Of course, we could go further, such as reinjecting the definition of rewritten views into the pgsql_stage.views table or enabling the migration of procedures by changing the migrate column of the pgsql_stage.functions table. However, let’s proceed with the next step.

SELECT db_migrate_mkforeign(
   plugin => 'mysql_migrator',
   server => 'mysql'
);

SELECT db_migrate_tables(
   plugin => 'mysql_migrator'
);

The first method, db_migrate_mkforeign(), is responsible for creating schemas and sequences, followed by foreign tables with columns based on the previous adjustments. Next comes the most crucial step, where we execute the function db_migrate_tables(): blank tables are created with their partitions if necessary, and for each of them, the data copying begins using the INSERT INTO SELECT * statement.

Other objects, such as indexes or constraints, have their own methods. It is necessary to create the functions before these objects if you encounter functional indexes or other similar cases.

SELECT db_migrate_functions(plugin => 'mysql_migrator');
SELECT db_migrate_triggers(plugin => 'mysql_migrator');
SELECT db_migrate_views(plugin => 'mysql_migrator');
SELECT db_migrate_indexes(plugin => 'mysql_migrator');
SELECT db_migrate_constraints(plugin => 'mysql_migrator');

It is possible that this mechanism may change in the future, especially if I manage to realize this issue, which would allow breaking down the db_migrate_*() methods into smaller steps.

The end of the migration process involves deleting the temporary schemas that contained the catalog tables.

SELECT db_migrate_finish();

One more migration tool

As I mentioned in the introduction, it is quite surprising to see a new migration tool emerge in 2023 (the version 1.0.0 was released in January with my patch on partitioning). In the open-source landscape, we can mention Ora2Pg, which released its version 24.0 in July with SQL Server support, and pgloader, which has an excellent reputation.

A vast number of projects are listed on the community wiki. Some are specialized for a single system, while others support migration for multiple systems. The majority of these projects are either proprietary or lack recent contributions. Many of them are black boxes, and their documentation may appear cryptic or almost non-existent.

The ecosystem is rich, and I do not claim to know all of its aspects, but I have had an intuition that I have been forming over the past few years. The global economy is in a state of turmoil. Some companies are doing well, while others are making budget cuts. The transition to a free and non-commercially licensed system like PostgreSQL remains relevant, perhaps even more urgent today compared to the past decade.

And yet, with my DBA perspective, I am not fully satisfied with the existing tools.
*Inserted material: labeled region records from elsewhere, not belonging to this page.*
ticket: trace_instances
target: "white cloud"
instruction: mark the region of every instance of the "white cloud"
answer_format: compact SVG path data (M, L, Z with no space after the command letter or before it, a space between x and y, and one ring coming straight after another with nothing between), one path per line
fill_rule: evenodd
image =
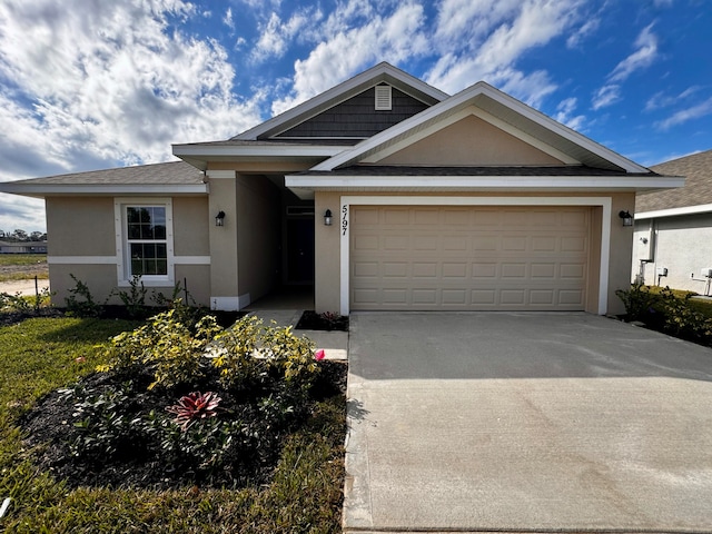
M365 14L370 17L368 23L358 24ZM295 62L293 92L275 101L273 112L280 113L377 62L397 65L425 53L423 24L423 7L413 2L387 16L374 14L367 1L339 4L322 27L322 42L307 59Z
M691 108L678 111L665 120L655 122L655 127L661 130L669 130L673 126L679 126L708 115L712 115L712 98L709 98L705 101L698 103L696 106L693 106Z
M0 180L172 159L171 142L259 120L212 40L181 32L180 0L0 3ZM17 201L20 199L18 197Z
M537 106L556 89L546 71L523 73L517 61L572 31L581 0L444 0L435 31L441 59L426 81L456 92L479 80Z
M615 66L609 81L621 82L626 80L636 70L645 69L657 59L657 37L651 31L653 24L643 28L635 39L636 50Z
M577 99L573 97L562 100L561 102L558 102L558 106L556 106L556 113L554 115L554 119L563 125L566 125L573 130L581 131L585 121L585 117L583 115L574 115L577 103Z
M280 58L287 51L289 41L295 39L307 24L316 24L322 18L320 11L309 8L294 13L287 22L273 12L260 28L260 36L253 50L253 60L263 62L270 58Z
M621 86L609 83L599 89L593 96L592 107L594 110L612 106L621 100Z
M601 19L593 17L589 19L581 28L574 31L568 39L566 39L567 48L576 48L581 44L581 41L595 33L601 26Z
M682 91L680 95L665 95L663 91L659 91L647 99L645 102L645 111L654 111L656 109L668 108L679 103L681 100L685 100L700 90L700 86L692 86Z
M231 8L227 8L227 11L225 12L225 17L222 17L222 23L228 28L230 28L231 30L235 30L235 21L233 20Z

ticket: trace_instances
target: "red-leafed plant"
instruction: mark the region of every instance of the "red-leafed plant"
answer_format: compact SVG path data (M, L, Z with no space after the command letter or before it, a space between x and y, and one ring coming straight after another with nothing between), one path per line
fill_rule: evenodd
M180 397L178 404L168 406L166 412L176 414L176 422L185 431L196 421L218 415L218 404L220 404L220 397L217 393L192 392Z

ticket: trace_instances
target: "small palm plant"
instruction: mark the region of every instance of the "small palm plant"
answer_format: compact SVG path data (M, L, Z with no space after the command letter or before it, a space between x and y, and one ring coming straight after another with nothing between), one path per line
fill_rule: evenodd
M214 392L192 392L180 397L178 404L168 406L166 412L175 414L176 423L180 424L182 431L187 431L196 421L218 415L220 400L220 397Z

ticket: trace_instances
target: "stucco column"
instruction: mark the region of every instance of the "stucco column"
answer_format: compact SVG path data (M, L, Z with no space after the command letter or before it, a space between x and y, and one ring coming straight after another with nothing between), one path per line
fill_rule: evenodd
M240 309L237 284L237 191L234 170L206 171L209 192L210 308ZM225 211L224 226L215 216Z
M332 226L324 226L330 209ZM314 199L314 307L317 313L340 309L340 194L317 191Z

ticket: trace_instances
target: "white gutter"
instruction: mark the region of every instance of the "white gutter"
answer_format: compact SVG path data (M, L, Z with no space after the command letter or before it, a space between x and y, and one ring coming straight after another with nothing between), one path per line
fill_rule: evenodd
M287 187L323 189L653 189L682 187L679 177L629 176L347 176L347 175L288 175Z
M174 156L179 158L198 157L259 157L259 158L293 158L293 157L325 157L329 158L350 149L348 146L334 145L174 145Z
M0 184L0 192L12 195L207 195L207 184Z

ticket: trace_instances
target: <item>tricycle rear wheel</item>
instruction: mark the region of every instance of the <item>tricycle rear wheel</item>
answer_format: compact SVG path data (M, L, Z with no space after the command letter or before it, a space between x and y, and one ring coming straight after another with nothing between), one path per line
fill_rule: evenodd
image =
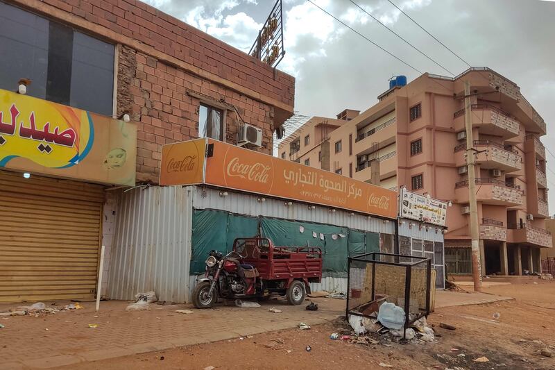
M210 281L201 281L195 287L193 290L193 304L196 308L210 308L216 303L218 298L216 289L212 292L212 296L208 296L210 285L212 283Z
M291 283L285 294L287 301L290 305L298 305L305 301L305 283L302 281L295 280Z

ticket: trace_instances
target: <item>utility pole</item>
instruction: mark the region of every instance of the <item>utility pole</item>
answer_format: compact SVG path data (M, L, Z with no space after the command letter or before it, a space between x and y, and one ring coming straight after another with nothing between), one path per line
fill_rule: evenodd
M480 263L478 205L476 203L476 173L474 169L475 154L472 139L472 103L470 83L464 82L464 125L466 128L466 165L468 169L468 201L470 203L470 238L472 250L472 280L475 292L481 292L481 264Z

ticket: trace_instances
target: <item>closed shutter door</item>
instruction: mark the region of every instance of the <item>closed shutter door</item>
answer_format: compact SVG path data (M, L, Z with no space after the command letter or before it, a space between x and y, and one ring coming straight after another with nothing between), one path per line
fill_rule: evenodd
M0 171L0 302L92 299L100 185Z

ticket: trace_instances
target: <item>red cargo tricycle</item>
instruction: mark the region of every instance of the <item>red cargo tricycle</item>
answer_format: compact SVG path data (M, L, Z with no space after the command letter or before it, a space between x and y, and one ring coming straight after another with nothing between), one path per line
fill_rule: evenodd
M264 300L271 293L286 296L300 305L309 283L322 279L322 251L314 246L275 246L265 237L237 238L225 255L208 253L205 277L193 292L197 308L209 308L218 298Z

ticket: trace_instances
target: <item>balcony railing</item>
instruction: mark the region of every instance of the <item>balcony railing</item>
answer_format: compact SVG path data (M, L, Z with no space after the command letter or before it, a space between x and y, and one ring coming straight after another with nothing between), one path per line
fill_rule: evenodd
M512 183L509 183L508 181L502 181L501 180L497 180L497 178L481 178L476 179L476 183L478 185L480 184L493 184L497 185L500 186L505 186L507 187L511 187L513 189L516 189L517 190L520 190L520 186L513 184ZM455 184L455 188L459 189L459 187L465 187L468 186L468 180L465 180L464 181L459 181Z
M386 160L387 159L392 158L395 157L395 155L397 155L397 151L392 151L391 153L390 153L388 154L386 154L384 155L382 155L381 157L379 157L379 158L375 158L375 159L373 158L373 159L371 159L370 160L366 160L366 161L363 162L361 163L359 163L357 165L357 169L355 170L355 172L358 172L359 171L362 171L365 168L369 167L370 165L370 163L372 162L372 161L375 160L377 162L382 162L382 161Z
M516 119L509 112L506 112L502 109L500 109L495 106L490 106L489 104L472 104L470 109L472 110L493 110L495 112L497 112L497 113L503 115L504 116L512 118L513 119ZM465 112L466 112L465 108L463 108L460 110L457 110L456 112L455 112L454 115L454 118L464 115Z
M366 133L362 133L359 134L358 135L357 135L357 138L355 140L355 142L358 142L361 141L361 140L364 139L365 137L368 137L368 136L376 133L377 132L379 131L380 130L383 130L386 127L391 126L392 124L393 124L395 123L395 117L393 117L391 119L389 119L388 121L386 121L385 122L384 122L381 125L377 126L376 127L375 127L374 128L373 128L372 130L370 130L369 131L368 131Z
M538 231L538 233L542 233L543 234L547 234L548 235L551 235L551 231L548 231L548 230L545 230L545 228L538 228L537 226L533 226L532 225L530 225L529 224L524 224L524 223L522 223L522 224L509 224L509 228L513 229L513 230L520 230L520 229L523 229L523 228L527 228L527 229L529 229L529 230L533 230L535 231Z
M481 224L503 227L503 222L493 219L481 219Z
M472 142L472 144L474 146L494 146L501 150L504 150L505 151L508 151L518 155L518 151L517 151L516 149L508 149L506 146L495 142L490 142L489 140L474 140ZM460 144L456 146L455 146L455 152L461 151L462 150L466 150L466 144Z

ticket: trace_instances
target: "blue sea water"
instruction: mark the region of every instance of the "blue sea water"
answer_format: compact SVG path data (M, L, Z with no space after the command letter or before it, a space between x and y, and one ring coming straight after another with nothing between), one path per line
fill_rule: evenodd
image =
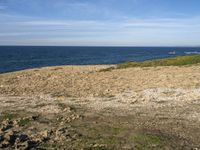
M117 64L199 53L200 47L0 46L0 73L44 66Z

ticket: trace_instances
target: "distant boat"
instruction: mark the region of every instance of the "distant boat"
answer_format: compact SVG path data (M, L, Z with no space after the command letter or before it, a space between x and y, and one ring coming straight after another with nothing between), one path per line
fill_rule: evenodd
M175 55L176 54L176 51L171 51L169 52L170 55Z

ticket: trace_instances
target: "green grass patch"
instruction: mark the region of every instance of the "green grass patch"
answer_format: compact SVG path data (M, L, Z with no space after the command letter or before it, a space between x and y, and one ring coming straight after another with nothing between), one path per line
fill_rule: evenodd
M142 62L129 61L118 64L115 67L101 69L100 72L112 71L114 69L131 68L131 67L186 66L199 63L200 63L200 55L177 56L172 58L155 59Z
M129 67L185 66L200 63L200 55L177 56L143 62L125 62L117 65L117 69Z

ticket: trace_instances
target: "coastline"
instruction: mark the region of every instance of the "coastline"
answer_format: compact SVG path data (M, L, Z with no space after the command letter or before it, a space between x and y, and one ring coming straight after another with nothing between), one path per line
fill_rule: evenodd
M41 139L40 128L44 131L45 126L48 132L52 131L47 143L56 141L57 146L64 143L66 147L79 149L91 147L94 142L107 148L143 147L149 143L150 148L152 144L169 149L174 145L198 148L200 65L100 71L108 67L110 65L55 66L0 74L1 114L9 112L23 116L23 110L31 116L39 115L41 120L48 118L54 123L33 121L37 126L29 124L17 129L29 135L29 128L34 126ZM57 118L62 121L56 121ZM65 143L64 137L54 138L59 128L69 125L75 126L73 130L82 137L77 136L74 143ZM116 128L117 135L111 133L116 132ZM91 131L93 129L99 130L103 140L114 134L112 138L117 143L102 142ZM129 141L133 135L128 132L136 136L134 145ZM124 145L118 143L122 140L120 134L126 135ZM149 141L138 142L138 134ZM157 141L149 139L149 135ZM91 141L84 141L87 136L92 137ZM76 146L77 143L82 146Z

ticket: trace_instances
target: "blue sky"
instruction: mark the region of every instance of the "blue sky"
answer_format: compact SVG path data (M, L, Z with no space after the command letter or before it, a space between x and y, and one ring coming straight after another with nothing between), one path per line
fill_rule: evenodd
M199 0L0 0L0 45L199 46Z

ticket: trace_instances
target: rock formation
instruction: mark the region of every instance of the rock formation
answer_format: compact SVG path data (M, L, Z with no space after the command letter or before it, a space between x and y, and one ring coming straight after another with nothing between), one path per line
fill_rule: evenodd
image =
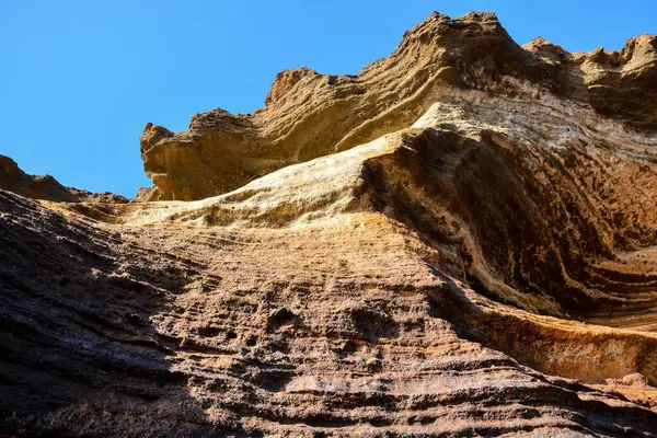
M148 124L143 166L150 199L201 199L283 166L371 141L422 116L446 87L507 99L554 95L588 104L638 129L655 129L657 38L621 53L569 54L544 39L518 46L492 13L438 13L407 32L388 58L357 76L308 68L279 73L253 115L197 114L185 132Z
M110 192L91 193L74 187L65 187L50 175L28 175L15 161L0 155L0 189L34 198L62 203L127 203L128 199Z
M161 201L0 192L2 428L657 436L656 56L435 13L147 125Z

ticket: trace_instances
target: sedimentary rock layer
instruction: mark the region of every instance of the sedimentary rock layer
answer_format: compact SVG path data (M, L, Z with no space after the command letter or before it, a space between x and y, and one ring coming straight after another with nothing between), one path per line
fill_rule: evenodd
M128 199L110 192L91 193L74 187L65 187L50 175L28 175L15 161L0 155L0 189L34 198L64 203L127 203Z
M147 127L153 199L303 161L234 191L0 192L0 429L657 436L650 47L434 14L358 77Z
M407 32L389 57L356 76L308 68L279 73L253 115L197 114L185 132L148 124L142 199L201 199L283 166L373 140L413 124L445 88L479 89L533 102L556 95L637 129L657 123L657 39L623 50L569 54L538 38L520 47L492 13L438 13ZM533 87L527 87L531 84Z

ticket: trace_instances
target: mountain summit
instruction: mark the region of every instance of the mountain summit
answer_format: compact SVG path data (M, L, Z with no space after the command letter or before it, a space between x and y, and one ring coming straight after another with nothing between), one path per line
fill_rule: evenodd
M433 13L148 124L130 203L0 180L0 430L657 436L656 41Z

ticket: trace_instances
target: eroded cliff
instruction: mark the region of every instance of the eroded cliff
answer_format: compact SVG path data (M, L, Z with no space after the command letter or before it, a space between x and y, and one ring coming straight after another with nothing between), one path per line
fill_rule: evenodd
M357 77L148 125L178 200L0 192L2 426L657 436L655 69L654 36L435 13Z

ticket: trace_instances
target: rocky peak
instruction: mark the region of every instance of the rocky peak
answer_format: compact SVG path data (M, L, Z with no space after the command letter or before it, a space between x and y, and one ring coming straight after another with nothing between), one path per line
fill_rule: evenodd
M611 55L573 55L542 38L520 47L494 13L451 19L434 12L406 32L389 57L357 76L285 70L266 106L253 115L212 110L195 115L189 130L176 134L147 126L141 150L154 184L150 199L218 195L285 165L373 140L412 125L450 90L528 102L573 100L630 129L653 131L654 47L648 35Z
M120 195L110 192L92 193L74 187L65 187L51 175L30 175L9 157L0 155L0 191L44 200L62 203L111 203L128 201Z
M303 78L314 77L319 73L308 67L299 67L290 70L283 70L276 74L276 79L265 97L265 105L274 105L281 99L287 92L289 92L297 83Z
I wish for a new alternative, something universal and accessible to everyone. If I turn to db_migrator today, it would be for the following main advantages:

A low-level implementation close to the instance: using PL/pgSQL as the exclusive language. This would not have been possible without the prolific development of Foreign Data Wrappers for a wide range of systems;
A high level of configuration flexibility: adjustments are made with UPDATE or DELETE queries on the catalog. Once one is familiar with the model of the catalog, it becomes easy to change behavior without consulting technical documentation on the available options;
Freedom in orchestration: currently, executions are triggered sequentially for indexes and constraints, but the tool’s architecture could allow external tools to consume the extension’s results and trigger operations in parallel;
Plugins have the freedom to enrich migration: if an operation is not generic, it is entirely possible to provide an additional method through the plugin. For example, the incremental copy (and its replication functions) in the ora_migrator plugin or the conversion of auto-increments to identity columns with the mysql_migrator plugin.

The road to freedom still seems long to achieve half of what Ora2Pg already offers, especially when it comes to automatic conversion, which is not on the agenda at all. But with small, regular, and thoughtful advancements, who knows?